Sorry; an old joke, and one that's somewhat unfair to Alan Greenspan. Still, the Fed chairman does talk in a code that, while usually easy to decipher, bears only a distant resemblance to English. Moreover, he has a weakness for Delphic statements, seeming to imply that he knows more than he chooses to say clearly.

So Mr. Greenspan may bear some of the blame for the current rash of conspiracy theories surrounding the Fed's recent decision to cut interest rates. There isn't any real mystery about why the Fed acted; but those who insist that there must be more there than meets the eye have gained some undeserved credibility from the Fed's tradition of inscrutability.
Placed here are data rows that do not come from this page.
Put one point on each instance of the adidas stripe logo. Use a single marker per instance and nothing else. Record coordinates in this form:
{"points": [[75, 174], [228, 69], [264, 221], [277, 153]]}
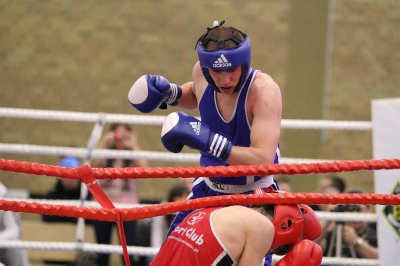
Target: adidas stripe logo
{"points": [[221, 62], [196, 127]]}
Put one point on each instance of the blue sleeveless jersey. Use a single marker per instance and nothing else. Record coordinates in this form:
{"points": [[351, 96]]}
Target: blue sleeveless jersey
{"points": [[237, 130]]}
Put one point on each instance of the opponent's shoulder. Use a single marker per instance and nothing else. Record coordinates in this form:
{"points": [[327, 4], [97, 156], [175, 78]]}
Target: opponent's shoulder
{"points": [[242, 214]]}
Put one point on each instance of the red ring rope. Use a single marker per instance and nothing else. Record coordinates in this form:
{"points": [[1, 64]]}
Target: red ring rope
{"points": [[198, 171]]}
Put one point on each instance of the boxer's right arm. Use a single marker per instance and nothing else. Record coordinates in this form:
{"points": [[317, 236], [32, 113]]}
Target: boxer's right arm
{"points": [[150, 92]]}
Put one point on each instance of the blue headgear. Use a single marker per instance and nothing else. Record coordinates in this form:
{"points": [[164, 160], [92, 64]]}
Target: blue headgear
{"points": [[70, 162], [223, 59]]}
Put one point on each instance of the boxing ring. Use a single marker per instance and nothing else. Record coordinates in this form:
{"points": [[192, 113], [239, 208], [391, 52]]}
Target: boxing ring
{"points": [[105, 210]]}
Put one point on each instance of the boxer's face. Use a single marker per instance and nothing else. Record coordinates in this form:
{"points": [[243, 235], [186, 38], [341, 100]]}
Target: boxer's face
{"points": [[227, 80]]}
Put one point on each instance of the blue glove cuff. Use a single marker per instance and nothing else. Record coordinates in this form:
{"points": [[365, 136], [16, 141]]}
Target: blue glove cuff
{"points": [[219, 146], [174, 93]]}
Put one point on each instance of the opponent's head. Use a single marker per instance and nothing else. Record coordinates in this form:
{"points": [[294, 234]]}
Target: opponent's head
{"points": [[288, 221], [293, 223], [224, 48]]}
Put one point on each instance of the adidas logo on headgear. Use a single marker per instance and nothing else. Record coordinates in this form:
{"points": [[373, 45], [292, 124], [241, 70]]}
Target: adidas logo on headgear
{"points": [[222, 62], [196, 127]]}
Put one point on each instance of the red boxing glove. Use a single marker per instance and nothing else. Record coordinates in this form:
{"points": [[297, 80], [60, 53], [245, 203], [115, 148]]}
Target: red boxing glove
{"points": [[304, 252]]}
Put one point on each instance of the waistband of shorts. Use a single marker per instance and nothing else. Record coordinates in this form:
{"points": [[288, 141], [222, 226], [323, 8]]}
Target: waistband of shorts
{"points": [[238, 189]]}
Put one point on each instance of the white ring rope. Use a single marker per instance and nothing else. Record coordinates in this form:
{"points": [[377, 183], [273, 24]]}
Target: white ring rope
{"points": [[90, 152], [159, 120], [145, 251], [123, 154]]}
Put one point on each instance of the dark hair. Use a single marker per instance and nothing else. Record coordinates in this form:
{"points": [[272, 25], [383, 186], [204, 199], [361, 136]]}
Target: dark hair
{"points": [[115, 125], [338, 182], [223, 38]]}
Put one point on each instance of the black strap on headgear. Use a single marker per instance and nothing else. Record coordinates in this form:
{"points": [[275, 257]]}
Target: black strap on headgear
{"points": [[221, 42]]}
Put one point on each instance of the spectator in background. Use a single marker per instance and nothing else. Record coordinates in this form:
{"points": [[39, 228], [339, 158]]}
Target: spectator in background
{"points": [[10, 229], [119, 137], [64, 189], [284, 183], [329, 181], [359, 238]]}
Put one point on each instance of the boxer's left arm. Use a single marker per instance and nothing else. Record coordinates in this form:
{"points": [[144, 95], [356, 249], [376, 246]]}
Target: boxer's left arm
{"points": [[264, 109], [180, 129]]}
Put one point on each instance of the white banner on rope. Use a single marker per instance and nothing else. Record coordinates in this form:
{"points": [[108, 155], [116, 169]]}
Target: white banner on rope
{"points": [[386, 144]]}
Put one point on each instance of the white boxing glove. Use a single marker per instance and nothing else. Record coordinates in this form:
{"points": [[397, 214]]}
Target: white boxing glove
{"points": [[151, 91]]}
When the Fed cut interest rates by half a percentage point on Jan. 3, jumping the gun on its scheduled meeting later this month, it surprised everyone. But we shouldn't have been that surprised; indeed, I was kicking myself for not having guessed that such a move was about to happen. All the ingredients were there: new signs of weakness in the economy, and evidence of an incipient panic in the financial markets. The Fed has always believed in the occasional usefulness of "slap in the face" interventions, dramatic moves that pull investors up short. So there was nothing particularly strange about that sudden rate cut.

But there are many people who won't accept the obvious explanation, who insist that the Fed acted on secret information about a looming recession or financial crisis — so many that last week Roger Ferguson, the Fed's vice chairman, went out of his way to deny those rumors.

Why would commentators want to invent elaborate and unnecessary stories about hidden Fed knowledge? One reason is political: ardent tax- cutters, who hope to use recession fears to stampede Congress into giving them what they want, are eager to put as much negative spin on the economy as possible.

Another reason is personal: those who were skeptical about the glories of the "new economy" have spent the last few years in the doghouse. Now that some economic clouds have finally appeared, they don't want the sun to shine on their parade.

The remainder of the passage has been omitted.